The lawyers suing Google over e-mail scanning face “a very steep hurdle” to proceed with a group case and the judge will need to do a “rigorous analysis” to determine whether it’s appropriate, Stanford Law School Professor Deborah Hensler said, adding that only 10 percent to 20 percent of all cases filed as class-actions are allowed to go forward.

Koh in September rejected Mountain View, California-based Google’s bid to dismiss the case. In a rare early victory for plaintiffs in an online privacy lawsuit, the judge rejected Google’s argument that Gmail users agreed when they accepted subscription service terms and privacy policies to let their messages be scanned.

The plaintiffs now argue the case is “perfectly suited for class treatment” because everyone affected by the e-mail scanning has so much in common, from the “uniform nature” of Google’s extraction of data in e-mails to the company’s “uniform disclosures” about its privacy practices.

‘Indiscriminately Amass’

Companies often seek to avoid class actions, instead attempting to fight plaintiffs one-by-one or in small groups, forcing them to use their own financial resources to litigate.

Google contends that if the e-mail case gets group status, it would “indiscriminately amass together virtually everyone in the United States with a non-Gmail e-mail account, along with large groups of the over 400 million people who use Gmail and Google Apps,” according to a court filing.

The common ground needed for class-action status is missing because the “many billions” of e-mails at issue raise “an immense array of individualized evidence” over whether the senders and recipients were aware of the automatic scanning, Google said.

‘Common Issues’

Federal rules requires that the class be “clearly definable and that common issues predominate over individual differences among class members,” Hensler, the Stanford professor, said in an e-mail.

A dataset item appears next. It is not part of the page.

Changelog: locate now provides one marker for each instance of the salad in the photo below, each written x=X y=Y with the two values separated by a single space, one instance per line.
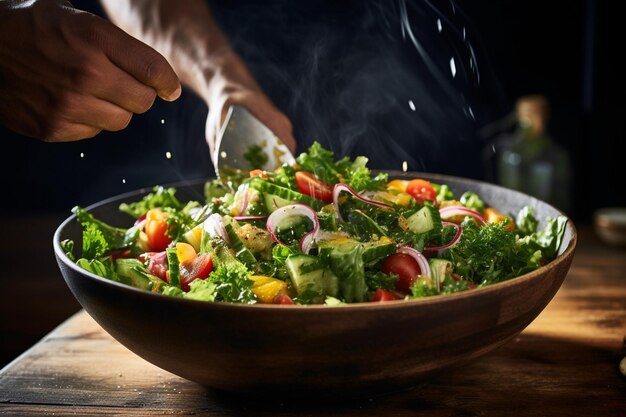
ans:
x=323 y=231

“Arguably in a huge class there are more likely to be differences among class members that would make certification difficult,” she wrote. “In any event, certification is never a sure thing.”

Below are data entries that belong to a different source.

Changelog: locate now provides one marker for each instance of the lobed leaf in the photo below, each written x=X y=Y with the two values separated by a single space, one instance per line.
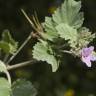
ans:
x=5 y=87
x=44 y=53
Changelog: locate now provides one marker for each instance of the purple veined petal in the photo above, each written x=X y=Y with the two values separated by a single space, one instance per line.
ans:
x=87 y=51
x=87 y=61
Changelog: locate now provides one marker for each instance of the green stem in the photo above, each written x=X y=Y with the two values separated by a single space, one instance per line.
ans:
x=21 y=47
x=8 y=76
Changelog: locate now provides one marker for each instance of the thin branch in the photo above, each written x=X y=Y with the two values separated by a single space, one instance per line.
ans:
x=6 y=58
x=8 y=77
x=21 y=47
x=22 y=64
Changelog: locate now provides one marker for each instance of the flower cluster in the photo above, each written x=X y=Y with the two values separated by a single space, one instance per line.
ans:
x=87 y=55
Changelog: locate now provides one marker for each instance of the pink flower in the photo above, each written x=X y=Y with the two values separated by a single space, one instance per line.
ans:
x=87 y=55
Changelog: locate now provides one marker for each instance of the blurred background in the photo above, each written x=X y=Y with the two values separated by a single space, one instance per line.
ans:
x=72 y=78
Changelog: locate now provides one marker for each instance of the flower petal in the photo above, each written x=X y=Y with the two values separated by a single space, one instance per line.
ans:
x=87 y=61
x=93 y=58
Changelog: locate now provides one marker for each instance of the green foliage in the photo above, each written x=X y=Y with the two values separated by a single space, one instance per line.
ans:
x=85 y=37
x=64 y=23
x=8 y=44
x=5 y=87
x=50 y=30
x=23 y=88
x=67 y=32
x=44 y=52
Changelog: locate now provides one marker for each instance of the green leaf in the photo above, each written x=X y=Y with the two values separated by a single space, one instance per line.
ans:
x=69 y=13
x=8 y=44
x=85 y=37
x=50 y=31
x=67 y=32
x=6 y=47
x=2 y=67
x=44 y=53
x=5 y=87
x=23 y=88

In 2011, the U.S. Supreme Court rejected class certification for a lawsuit brought on behalf of more than 1.5 million female workers alleging discrimination in pay and promotions at Wal-Mart Stores Inc., the world’s largest retailer. The court told the women they didn’t have enough in common to sue the company as a monolithic class.

Wal-Mart Ruling

Google’s 31-page argument to Koh in the e-mail case cited the high court’s Wal-Mart ruling three times.

If the Google case is given class status, “it could well be” the largest ever, said Rick Wiebe, a San Francisco lawyer who does privacy and class-action cases. While other group lawsuits -- product injury, drug or medical device, and shareholder cases -- have been litigated on behalf of tens of millions of plaintiffs, Google may be the first involving hundreds of millions, said Wiebe, who’s one of the lawyers in a civil rights lawsuit challenging the Obama administration over National Security Agency surveillance of telephone calls.

Plaintiffs’ lawyers are presenting the Google case as more viable by organizing “sub-classes,” arguing that any differences in the types of injury “clump themselves together in a manageable fashion,” Wiebe said. Arguing for statutory damages may also streamline the case, Wiebe said. By claiming damages “that Congress has said everyone should get for a violation, you don’t need individual proof of an injury,” he said.

Neither the plaintiffs or Google have publicly disclosed total estimates on the size of the class or potential damages.

Chris Hoofnagle, a law professor at the University of California at Berkeley, said in an e-mail that while the Google case is “very important,” courts “almost never award the full amount of potential statutory damages in privacy cases.”

“Defendants in these cases often have mitigating circumstances that reduce damage awards, and they argue that extra-large awards violate their due process,” Hoofnagle said.

The case is In re Google Inc. Gmail Litigation, 13-md-02430, U.S. District Court, Northern District of California (San Jose).